Why Shell runs a portable fuel lab as part of Ferrari's F1 team
Anthony Fordham
at 15:28 PM Jan 31 2012
Shell's tech manager, Cara Tredget, inside the Ferrari trackside lab
Shell
Cars // 

You know when Ferrari has arrived for the big race. Suddenly, there are huge, red trucks everywhere. They park and unfold all sorts of marvellous toys. Workshops, tools, clever men and women, and of course those beautiful crimson F1 cars. But there's another truck in the Ferrari F1 team, and on the side there's a shell next to the famous prancing stallion. It's a fully-equipped fuel laboratory, unique in the competition, dedicated to analysing the petrol and lubricants that go into the race cars. Let's take a look inside...
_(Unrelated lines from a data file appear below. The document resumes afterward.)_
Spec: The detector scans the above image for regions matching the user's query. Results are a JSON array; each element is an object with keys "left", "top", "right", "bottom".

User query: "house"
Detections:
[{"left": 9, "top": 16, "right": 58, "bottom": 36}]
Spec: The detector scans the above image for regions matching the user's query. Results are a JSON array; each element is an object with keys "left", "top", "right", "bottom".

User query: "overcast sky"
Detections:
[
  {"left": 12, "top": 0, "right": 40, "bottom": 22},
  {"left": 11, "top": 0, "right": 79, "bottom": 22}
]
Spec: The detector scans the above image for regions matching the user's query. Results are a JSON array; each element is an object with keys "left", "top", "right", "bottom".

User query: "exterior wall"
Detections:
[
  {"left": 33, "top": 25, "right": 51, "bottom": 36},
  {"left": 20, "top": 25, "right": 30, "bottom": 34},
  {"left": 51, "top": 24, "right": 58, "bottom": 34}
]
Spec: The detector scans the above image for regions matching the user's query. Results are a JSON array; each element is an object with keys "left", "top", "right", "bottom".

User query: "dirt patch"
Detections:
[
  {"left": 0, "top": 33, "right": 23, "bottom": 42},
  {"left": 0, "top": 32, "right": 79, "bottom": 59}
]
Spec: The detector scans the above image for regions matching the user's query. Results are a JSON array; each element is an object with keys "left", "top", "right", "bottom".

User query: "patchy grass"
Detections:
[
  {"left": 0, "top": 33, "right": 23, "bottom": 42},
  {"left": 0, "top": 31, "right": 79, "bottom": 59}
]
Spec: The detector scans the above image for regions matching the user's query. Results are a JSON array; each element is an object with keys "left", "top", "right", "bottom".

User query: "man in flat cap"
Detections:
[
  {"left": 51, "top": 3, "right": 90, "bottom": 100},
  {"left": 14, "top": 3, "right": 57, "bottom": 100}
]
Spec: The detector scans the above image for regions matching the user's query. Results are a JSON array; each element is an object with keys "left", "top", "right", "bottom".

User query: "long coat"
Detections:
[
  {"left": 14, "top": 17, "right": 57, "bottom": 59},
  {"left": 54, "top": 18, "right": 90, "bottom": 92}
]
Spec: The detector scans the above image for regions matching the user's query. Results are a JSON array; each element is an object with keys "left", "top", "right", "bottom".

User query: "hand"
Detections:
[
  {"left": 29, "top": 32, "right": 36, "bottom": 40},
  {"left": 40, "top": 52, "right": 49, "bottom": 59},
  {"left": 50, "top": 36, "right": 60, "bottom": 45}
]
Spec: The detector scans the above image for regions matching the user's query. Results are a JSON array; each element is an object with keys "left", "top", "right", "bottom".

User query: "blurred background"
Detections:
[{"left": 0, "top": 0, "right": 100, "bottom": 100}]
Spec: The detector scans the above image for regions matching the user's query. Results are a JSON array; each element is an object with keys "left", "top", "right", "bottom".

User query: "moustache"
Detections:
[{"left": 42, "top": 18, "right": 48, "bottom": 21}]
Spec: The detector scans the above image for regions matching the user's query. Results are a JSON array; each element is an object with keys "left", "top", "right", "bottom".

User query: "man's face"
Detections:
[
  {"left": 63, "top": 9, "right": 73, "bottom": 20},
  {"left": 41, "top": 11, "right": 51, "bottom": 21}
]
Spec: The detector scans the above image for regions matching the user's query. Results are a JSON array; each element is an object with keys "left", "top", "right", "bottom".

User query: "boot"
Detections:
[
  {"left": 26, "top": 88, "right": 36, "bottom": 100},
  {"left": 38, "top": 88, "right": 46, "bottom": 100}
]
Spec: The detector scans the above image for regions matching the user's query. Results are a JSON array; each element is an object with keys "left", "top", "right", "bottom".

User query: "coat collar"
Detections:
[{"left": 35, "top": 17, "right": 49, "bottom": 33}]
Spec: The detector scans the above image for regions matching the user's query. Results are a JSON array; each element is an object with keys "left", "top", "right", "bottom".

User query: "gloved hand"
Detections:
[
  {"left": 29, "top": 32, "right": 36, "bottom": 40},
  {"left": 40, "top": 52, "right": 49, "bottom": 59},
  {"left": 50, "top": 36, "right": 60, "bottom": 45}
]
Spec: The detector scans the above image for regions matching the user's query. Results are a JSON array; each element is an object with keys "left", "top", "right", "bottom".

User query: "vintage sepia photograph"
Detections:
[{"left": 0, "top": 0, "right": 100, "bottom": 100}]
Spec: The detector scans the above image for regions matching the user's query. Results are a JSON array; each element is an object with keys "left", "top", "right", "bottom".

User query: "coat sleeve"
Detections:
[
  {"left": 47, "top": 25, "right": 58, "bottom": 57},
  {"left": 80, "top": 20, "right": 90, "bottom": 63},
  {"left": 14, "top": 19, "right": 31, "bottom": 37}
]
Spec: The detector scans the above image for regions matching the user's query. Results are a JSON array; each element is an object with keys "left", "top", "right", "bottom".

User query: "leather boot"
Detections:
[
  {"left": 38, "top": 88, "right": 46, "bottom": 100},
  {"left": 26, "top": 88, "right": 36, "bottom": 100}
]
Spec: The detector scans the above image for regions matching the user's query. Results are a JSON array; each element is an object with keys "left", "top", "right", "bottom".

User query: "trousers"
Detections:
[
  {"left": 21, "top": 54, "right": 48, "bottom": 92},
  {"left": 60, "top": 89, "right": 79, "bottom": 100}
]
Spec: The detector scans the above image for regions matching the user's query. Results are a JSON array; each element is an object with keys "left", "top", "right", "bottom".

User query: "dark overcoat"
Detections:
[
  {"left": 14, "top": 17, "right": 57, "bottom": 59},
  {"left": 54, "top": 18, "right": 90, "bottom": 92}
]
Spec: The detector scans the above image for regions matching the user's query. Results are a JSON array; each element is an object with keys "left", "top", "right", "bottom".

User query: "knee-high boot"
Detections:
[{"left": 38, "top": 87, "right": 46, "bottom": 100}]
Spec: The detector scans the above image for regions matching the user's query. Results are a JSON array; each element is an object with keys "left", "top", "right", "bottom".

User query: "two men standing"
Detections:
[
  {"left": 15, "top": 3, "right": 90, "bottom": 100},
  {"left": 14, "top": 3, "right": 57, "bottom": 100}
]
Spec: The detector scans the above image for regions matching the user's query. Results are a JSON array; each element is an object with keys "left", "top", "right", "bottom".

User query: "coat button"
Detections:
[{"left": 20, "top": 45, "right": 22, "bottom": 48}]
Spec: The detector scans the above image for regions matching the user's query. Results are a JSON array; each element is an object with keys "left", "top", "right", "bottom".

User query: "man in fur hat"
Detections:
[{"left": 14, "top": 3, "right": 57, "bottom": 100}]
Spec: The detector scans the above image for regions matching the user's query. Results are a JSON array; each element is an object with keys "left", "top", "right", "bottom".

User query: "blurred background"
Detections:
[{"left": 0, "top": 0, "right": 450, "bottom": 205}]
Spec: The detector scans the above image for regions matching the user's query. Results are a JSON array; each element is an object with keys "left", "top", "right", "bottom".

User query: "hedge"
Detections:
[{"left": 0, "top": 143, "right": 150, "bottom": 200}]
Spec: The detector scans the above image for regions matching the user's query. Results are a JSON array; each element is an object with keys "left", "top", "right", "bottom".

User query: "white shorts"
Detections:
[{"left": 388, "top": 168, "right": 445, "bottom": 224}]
If you want an example of a tightly regulated sport, look no further than Formula 1. The FIA controls everything, and petrol is no exception. A far cry from the rocket-fuel early days of the competition, today's race-spec petrol - more correctly called gasoline in keeping with the sport's international scope - must adhere to a strict set of requirements, including a portion of "biocomponents", or elements derived from renewable resources rather than fossil fuels. 

Shell's technology manager for Ferrari, Cara Tredget, says the relationship between Shell and Ferrari goes way back to the early 20th Century, when Enzo Ferrari raced for Alfa Romeo.

"Shell provided the fuel for those early races and the relationship has lasted all this time," she says. "We're the only company with a trackside laboratory, which allows us to ensure the fuel adheres to the FIA requirements at all times."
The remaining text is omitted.